Political content and news are polarized but other content is not in YouTube watch histories

Authors

  • Magdalena Wojcieszak UC Davis, U of Amsterdam
  • Rong-Ching (Anna) Chang
  • Ericka Menchen-Trevino

DOI:

https://doi.org/10.51685/jqd.2023.018

Keywords:

polarization,, news, YouTube, echo chambers, partisanship, exposure, selectivity, computational methods

Abstract

Research on ideological biases and polarization on social media platforms primarily focuses on news and political content. Non-political content, which is vastly more popular, is often overlooked. Because partisanship is correlated with citizens’ non-political attitudes and non-political content can carry political cues, we explore whether ideological biases and partisan segregation extend to users’ non-political exposures online. We focus on YouTube, one of the most popular platforms. We rely online data from American adults (N = 2,237).
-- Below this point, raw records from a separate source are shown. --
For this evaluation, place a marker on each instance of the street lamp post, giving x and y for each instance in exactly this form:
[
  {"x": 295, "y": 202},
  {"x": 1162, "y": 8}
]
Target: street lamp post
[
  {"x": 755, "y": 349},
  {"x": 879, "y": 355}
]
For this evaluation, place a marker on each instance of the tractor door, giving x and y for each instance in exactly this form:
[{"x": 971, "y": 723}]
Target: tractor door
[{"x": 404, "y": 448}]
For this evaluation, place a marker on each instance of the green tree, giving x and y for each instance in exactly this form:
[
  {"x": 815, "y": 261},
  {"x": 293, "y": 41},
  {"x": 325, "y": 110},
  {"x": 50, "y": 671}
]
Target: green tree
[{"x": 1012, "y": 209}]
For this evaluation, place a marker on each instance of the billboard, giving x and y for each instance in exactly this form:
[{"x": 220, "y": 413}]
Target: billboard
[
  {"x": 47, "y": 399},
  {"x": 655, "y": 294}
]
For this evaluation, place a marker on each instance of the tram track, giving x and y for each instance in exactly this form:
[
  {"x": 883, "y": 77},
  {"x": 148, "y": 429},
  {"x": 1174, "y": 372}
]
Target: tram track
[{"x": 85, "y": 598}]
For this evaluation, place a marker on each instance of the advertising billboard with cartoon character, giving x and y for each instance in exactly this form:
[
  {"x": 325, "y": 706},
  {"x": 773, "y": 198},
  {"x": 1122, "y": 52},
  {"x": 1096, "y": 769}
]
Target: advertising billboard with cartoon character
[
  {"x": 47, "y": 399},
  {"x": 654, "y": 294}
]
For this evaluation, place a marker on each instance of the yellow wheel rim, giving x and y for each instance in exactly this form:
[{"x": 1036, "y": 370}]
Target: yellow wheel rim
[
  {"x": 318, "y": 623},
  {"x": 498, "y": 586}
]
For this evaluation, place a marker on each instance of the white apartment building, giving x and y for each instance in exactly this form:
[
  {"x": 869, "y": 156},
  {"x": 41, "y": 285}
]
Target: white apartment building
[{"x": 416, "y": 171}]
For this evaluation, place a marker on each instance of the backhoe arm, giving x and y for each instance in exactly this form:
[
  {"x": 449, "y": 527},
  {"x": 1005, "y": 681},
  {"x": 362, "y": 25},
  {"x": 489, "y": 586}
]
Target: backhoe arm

From over 129 million visits to over 37 million URLs, we analyze 1,037,392 visits to YouTube videos from 1,874 participants. We identify YouTube channels of 942 news domains, utilize a BERT-based classifier to identify political videos outside news channels, and estimate the ideology of all the videos in our data. We compare ideological biases in exposure to (a) news, (b) political, and (c) non-political content. We examine both exposure congeniality (i.e., are users consuming like-minded content?) and polarization (i.e. are there overlaps between Democrats and Republicans in the content they consume?). We find substantial congeniality in the consumption of news and political videos, especially among Republicans, and high levels of polarization in this exposure (i.e., limited overlaps between Democrats and Republicans). We also show that both exposure congeniality and polarization are significantly lower for non-political content, in that non-political videos are less likely to be ideologically like-minded and both Democrats and Republicans consume similar non-political content. Theoretical and practical implications of these findings are discussed.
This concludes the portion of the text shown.